A service was held for the late musician Monday at the Self-Realization Fellowship Lake Shrine in Pacific Palisades, Calif., according to his youngest daughter’s Instagram account. It’s the same bucolic 10-acre site that hosted the 2001 funeral of George Harrison, Beatles guitarist and Petty’s former Traveling Wilburys bandmate.
AnnaKim Violette Petty posted several pictures of the ceremony on the image-sharing app Monday including a photograph featuring her and her sister, Adria Petty, captioned: “We care about each other and love our bad ass father.”
“The dark of the sun we will stand together,” she captioned a separate image of the service, quoting a lyric from Petty’s 1991 album “Into the Great Wide Opening”

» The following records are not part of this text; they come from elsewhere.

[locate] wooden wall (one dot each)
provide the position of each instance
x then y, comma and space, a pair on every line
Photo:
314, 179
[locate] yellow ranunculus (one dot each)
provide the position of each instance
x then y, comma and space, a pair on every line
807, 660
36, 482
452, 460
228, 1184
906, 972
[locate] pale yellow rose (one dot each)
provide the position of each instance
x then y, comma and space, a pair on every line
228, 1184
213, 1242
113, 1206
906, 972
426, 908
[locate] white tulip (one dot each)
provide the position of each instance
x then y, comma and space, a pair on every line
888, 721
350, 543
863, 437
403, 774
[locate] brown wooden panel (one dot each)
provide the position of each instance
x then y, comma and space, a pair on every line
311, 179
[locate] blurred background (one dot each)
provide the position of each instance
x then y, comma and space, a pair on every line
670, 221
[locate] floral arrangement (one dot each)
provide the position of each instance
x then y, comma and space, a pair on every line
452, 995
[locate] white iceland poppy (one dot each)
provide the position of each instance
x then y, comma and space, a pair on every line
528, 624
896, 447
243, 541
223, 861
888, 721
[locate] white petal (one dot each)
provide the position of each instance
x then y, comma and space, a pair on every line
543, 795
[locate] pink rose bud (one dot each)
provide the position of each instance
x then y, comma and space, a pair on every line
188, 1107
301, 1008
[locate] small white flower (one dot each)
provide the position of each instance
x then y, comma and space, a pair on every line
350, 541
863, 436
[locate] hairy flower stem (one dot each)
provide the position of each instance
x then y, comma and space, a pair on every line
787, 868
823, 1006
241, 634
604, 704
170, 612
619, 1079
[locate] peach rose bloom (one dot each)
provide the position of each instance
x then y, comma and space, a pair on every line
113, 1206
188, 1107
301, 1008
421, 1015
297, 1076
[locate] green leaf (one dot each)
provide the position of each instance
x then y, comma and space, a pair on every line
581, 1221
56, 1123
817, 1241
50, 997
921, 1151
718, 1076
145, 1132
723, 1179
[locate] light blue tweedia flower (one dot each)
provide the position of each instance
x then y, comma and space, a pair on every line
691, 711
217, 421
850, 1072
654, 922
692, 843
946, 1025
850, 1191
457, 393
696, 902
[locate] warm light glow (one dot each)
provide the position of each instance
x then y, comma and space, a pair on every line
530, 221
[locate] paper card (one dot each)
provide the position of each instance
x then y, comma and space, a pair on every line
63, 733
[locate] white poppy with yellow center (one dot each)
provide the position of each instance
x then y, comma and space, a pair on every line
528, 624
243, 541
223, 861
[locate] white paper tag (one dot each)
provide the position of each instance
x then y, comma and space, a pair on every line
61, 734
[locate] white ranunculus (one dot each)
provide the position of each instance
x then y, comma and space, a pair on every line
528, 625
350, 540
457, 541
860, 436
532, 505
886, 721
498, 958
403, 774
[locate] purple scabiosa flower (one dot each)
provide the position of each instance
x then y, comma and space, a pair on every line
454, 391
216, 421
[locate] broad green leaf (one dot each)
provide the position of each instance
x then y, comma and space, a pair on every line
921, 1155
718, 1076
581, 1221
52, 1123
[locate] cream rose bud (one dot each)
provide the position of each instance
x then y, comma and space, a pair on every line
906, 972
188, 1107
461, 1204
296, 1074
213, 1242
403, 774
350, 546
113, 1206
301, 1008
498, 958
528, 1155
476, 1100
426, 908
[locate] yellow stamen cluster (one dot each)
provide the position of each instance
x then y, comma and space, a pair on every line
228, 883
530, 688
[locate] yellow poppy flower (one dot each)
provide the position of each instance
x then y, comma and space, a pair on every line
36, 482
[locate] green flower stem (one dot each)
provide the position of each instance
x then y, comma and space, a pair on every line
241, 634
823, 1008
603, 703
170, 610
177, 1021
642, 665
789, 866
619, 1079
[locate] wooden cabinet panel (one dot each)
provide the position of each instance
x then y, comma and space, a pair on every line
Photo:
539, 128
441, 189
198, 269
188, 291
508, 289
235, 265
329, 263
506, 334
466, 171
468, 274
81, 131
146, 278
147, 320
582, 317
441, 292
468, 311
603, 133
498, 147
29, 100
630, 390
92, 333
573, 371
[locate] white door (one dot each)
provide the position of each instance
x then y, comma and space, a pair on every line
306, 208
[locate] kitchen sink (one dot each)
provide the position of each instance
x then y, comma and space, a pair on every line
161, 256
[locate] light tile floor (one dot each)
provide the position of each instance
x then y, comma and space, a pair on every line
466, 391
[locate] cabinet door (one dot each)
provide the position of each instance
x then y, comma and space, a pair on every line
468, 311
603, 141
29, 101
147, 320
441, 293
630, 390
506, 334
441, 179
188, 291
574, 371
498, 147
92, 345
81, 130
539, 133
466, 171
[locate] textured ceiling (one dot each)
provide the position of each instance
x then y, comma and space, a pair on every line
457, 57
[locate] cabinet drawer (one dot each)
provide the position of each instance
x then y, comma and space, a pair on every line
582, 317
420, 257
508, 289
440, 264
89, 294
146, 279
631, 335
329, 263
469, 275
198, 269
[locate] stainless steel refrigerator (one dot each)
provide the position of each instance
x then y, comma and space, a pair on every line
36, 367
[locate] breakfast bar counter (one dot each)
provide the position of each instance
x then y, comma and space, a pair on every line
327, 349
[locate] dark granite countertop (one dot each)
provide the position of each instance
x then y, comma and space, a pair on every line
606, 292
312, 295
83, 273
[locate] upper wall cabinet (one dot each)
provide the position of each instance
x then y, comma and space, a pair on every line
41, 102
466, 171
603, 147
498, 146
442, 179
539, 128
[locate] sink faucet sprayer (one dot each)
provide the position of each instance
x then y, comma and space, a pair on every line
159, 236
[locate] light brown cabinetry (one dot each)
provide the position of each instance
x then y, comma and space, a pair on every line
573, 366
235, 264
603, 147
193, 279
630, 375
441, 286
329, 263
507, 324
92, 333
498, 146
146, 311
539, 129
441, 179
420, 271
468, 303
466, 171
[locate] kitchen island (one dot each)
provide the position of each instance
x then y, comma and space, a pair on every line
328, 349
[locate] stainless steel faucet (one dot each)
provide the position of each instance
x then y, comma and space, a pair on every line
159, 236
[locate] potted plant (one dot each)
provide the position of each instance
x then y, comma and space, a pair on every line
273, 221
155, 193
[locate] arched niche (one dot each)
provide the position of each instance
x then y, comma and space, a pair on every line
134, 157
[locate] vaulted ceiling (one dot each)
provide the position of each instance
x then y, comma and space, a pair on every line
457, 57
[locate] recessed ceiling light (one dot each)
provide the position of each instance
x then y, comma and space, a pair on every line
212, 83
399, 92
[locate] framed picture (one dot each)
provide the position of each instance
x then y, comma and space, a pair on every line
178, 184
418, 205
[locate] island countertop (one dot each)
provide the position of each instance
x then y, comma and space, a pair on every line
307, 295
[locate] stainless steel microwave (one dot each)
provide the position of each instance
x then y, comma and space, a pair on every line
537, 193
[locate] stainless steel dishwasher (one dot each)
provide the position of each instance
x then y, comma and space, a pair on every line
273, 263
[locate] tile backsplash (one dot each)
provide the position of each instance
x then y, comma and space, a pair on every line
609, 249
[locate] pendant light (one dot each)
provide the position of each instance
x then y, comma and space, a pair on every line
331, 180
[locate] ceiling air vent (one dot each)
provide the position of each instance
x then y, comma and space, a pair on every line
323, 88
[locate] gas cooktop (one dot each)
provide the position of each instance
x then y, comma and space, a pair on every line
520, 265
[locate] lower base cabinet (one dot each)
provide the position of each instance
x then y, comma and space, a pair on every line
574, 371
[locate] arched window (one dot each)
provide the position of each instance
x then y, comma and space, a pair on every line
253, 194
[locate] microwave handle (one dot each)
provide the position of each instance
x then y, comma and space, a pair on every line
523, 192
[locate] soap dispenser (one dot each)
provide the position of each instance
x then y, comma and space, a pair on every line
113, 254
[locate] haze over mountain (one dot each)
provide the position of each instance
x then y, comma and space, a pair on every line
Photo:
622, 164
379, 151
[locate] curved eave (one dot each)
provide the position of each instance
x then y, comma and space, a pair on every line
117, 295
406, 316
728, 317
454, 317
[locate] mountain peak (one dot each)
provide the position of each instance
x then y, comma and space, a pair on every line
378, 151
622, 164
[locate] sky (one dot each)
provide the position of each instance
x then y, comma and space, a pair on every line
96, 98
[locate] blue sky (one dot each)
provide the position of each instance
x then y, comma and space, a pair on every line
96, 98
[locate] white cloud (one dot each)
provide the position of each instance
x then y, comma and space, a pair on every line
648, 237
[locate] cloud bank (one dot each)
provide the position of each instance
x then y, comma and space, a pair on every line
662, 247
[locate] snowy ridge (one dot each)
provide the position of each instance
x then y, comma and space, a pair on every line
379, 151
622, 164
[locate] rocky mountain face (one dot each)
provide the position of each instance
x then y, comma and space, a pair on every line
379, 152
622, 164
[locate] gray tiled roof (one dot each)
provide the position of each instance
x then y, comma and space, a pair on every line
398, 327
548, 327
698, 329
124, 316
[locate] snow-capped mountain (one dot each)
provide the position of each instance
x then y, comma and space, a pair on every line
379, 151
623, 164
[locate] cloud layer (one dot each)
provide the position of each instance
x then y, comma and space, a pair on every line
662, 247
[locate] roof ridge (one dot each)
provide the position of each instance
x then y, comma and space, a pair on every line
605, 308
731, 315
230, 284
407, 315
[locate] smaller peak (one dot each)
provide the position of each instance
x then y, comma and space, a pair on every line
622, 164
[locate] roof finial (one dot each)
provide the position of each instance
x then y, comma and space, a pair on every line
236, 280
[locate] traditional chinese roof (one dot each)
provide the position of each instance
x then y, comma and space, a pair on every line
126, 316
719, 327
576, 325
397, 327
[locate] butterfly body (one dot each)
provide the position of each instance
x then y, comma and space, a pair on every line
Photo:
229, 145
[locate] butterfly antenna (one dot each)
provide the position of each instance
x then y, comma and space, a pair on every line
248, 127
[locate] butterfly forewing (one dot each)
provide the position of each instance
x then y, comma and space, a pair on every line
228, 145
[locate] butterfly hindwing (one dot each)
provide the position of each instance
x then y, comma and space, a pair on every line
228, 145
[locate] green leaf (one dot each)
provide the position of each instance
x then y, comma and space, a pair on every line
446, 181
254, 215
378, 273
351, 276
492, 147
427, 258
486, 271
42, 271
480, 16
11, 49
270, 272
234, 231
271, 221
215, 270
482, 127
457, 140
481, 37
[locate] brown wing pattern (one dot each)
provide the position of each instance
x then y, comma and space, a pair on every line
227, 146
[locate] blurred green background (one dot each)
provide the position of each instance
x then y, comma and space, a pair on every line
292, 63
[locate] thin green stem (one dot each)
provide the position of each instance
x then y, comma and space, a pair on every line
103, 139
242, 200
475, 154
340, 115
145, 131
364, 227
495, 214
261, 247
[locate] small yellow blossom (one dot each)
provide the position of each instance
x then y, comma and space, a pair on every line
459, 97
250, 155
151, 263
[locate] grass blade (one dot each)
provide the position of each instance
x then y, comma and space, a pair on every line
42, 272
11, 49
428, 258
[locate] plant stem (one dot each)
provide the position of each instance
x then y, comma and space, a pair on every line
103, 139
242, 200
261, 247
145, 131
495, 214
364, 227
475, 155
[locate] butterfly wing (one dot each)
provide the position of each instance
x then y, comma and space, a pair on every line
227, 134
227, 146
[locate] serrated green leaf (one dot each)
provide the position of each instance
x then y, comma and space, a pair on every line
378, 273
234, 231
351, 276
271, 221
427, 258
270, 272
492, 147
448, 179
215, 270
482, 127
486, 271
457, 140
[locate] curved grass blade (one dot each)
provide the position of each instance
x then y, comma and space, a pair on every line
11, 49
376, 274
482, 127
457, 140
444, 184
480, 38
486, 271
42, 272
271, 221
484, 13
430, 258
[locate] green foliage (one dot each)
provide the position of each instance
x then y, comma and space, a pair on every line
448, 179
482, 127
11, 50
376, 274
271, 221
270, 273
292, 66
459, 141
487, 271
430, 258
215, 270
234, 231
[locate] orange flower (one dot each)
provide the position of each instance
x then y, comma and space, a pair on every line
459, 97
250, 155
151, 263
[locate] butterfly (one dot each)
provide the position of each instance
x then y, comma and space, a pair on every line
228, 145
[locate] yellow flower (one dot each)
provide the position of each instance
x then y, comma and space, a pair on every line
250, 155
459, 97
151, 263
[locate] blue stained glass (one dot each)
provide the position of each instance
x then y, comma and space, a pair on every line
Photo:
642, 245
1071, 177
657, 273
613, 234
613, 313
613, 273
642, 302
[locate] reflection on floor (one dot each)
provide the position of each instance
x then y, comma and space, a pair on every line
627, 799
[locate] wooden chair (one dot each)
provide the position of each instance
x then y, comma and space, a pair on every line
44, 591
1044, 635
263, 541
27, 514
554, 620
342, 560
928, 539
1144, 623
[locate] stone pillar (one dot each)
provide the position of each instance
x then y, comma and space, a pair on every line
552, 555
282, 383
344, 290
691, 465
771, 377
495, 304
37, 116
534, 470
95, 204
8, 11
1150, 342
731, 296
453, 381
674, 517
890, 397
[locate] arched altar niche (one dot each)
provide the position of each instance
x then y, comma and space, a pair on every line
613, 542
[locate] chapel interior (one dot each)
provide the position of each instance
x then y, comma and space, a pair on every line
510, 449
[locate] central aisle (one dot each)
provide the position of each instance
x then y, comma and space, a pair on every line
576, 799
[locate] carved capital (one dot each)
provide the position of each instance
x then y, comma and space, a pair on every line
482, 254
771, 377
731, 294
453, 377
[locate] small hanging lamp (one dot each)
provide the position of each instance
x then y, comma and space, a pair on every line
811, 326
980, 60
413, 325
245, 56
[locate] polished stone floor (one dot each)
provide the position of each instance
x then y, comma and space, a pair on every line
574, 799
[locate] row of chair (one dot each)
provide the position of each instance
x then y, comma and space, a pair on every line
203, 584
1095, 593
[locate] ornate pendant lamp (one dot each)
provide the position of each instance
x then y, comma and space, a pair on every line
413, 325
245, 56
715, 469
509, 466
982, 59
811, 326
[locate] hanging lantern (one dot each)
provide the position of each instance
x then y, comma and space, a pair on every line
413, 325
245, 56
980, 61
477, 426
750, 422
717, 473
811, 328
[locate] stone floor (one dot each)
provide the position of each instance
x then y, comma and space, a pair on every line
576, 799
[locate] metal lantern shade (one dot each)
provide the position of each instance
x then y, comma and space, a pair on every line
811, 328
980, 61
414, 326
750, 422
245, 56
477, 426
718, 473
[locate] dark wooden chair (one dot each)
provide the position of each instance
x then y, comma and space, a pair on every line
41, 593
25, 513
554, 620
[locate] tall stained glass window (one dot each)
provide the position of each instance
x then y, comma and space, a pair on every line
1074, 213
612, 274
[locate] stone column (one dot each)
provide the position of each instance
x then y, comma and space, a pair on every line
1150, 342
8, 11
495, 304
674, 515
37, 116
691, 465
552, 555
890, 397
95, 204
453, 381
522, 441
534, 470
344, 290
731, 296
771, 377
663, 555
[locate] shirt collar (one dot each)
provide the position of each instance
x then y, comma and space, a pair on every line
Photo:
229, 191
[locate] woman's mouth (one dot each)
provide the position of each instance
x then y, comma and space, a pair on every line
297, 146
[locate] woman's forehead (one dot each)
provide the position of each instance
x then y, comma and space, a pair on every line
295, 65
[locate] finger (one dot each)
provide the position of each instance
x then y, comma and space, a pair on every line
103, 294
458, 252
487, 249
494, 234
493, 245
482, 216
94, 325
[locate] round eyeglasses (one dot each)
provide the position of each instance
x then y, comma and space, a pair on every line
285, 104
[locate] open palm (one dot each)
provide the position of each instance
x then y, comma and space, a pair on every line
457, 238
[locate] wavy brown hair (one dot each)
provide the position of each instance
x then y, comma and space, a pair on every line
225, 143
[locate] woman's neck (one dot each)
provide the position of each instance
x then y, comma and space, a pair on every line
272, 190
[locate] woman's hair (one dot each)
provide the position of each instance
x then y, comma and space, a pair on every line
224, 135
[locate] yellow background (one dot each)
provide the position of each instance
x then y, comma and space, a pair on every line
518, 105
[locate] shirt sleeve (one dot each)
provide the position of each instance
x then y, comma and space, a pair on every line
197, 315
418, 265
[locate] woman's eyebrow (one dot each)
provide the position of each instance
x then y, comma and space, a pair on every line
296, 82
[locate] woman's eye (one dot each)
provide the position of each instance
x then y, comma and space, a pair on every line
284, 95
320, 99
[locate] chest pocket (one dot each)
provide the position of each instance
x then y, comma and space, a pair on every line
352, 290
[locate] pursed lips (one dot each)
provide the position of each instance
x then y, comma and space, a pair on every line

“You belong somewhere you feel free,” she captioned another image, quoting from her father’s 1994 tune “Wildflowers.”
Ms. Petty briefly discussed the service on social media prior to Monday’s ceremony, but specifics concerning the event, including the names of other attendees, haven’t been publicized.
Petty, a Rock and Roll Hall of Fame inductee and multi-award winning recording artist, suffered cardiac at his home in Malibu on the morning of Oct. 2 and was taken to UCLA Medical Center where he died later that evening surrounded by family, bandmates and friends, according to his manager.
“It’s going to be healing to know I will never go a day without hearing his music,” his youngest daughter wrote on Instagram afterwards. “I love his class, honesty and how strange and funny he is. Tom Petty is an American Icon because his heart has always put human rights first. We are one. I love you dad. Your songs are dreams manifested.”
The Lake Shrine was opened in 1950 by the Self-Realization Fellowship, a spiritual organization founded by Paramahansa Yogananda, an Indian yogi and guru known for introducing meditation to the western hemisphere. Petty and Harrison – both members of the Wilburys, a supergroup also featuring Bob Dylan, Jeff Lynne and Roy Orbison – were both practitioners of transcendental meditation.